A hybrid cluster connects your on-premises self-managed Kubernetes cluster to Alibaba Cloud through a registered cluster. This lets you scale your on-premises cluster with cloud-based Elastic Compute Service (ECS) nodes while managing both environments from a single control plane.
This guide uses a data center cluster running Calico in route reflector mode as the example. On the cloud side, Alibaba Cloud Container Service for Kubernetes (ACK) uses the Terway plugin for container networking.
Prerequisites
Before you begin, make sure you have:
-
Network connectivity between your on-premises cluster and the virtual private cloud (VPC) used by the registered cluster — covering both the compute node network and the container network. Use Cloud Enterprise Network (CEN) to establish this connectivity. For details, see Establish multi-VPC connections in different scenarios.

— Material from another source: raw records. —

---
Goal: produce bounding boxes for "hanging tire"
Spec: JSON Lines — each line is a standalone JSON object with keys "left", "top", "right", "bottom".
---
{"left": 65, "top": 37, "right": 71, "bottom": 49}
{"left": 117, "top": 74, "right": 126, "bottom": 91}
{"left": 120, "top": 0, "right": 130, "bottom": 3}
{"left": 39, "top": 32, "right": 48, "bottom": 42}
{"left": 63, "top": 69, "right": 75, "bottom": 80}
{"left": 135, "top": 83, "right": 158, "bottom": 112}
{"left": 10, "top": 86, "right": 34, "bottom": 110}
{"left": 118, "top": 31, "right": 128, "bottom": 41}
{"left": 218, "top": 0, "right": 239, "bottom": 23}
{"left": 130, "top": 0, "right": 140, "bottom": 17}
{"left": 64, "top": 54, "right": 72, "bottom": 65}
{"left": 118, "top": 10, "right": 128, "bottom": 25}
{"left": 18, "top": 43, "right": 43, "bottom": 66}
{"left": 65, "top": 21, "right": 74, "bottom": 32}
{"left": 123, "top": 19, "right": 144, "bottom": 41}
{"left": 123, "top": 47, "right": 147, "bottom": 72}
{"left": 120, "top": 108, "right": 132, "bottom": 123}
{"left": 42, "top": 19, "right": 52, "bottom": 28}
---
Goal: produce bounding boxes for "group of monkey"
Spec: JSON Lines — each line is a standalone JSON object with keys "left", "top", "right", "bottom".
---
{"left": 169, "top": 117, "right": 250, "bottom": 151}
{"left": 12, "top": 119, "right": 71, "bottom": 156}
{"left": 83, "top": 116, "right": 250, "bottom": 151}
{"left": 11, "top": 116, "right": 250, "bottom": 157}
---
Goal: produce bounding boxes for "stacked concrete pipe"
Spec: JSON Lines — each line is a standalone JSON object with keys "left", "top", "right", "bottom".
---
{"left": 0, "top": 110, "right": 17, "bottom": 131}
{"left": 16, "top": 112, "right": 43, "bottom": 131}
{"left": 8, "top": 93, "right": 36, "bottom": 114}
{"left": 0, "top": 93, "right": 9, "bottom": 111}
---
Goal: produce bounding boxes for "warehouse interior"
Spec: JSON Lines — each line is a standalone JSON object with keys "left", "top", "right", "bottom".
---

Network connectivity between your on-premises environment and the VPC is the foundational requirement. If this is not in place, no subsequent steps will succeed.
-
The on-premises cluster connected to the registered cluster using the private cluster import agent configuration provided by the registered cluster
-
Cloud-based compute nodes added through the registered cluster that can reach the API Server of your on-premises cluster
-
A kubectl connection to the registered cluster. See Obtain the kubeconfig file of a cluster and use kubectl to connect to the cluster.
Hybrid cluster architecture
In a hybrid cluster, Calico runs on-premises and Terway runs in the cloud. The two network plugins must not interfere with each other: Calico pods stay on on-premises nodes, and Terway pods run only on cloud-based ECS nodes.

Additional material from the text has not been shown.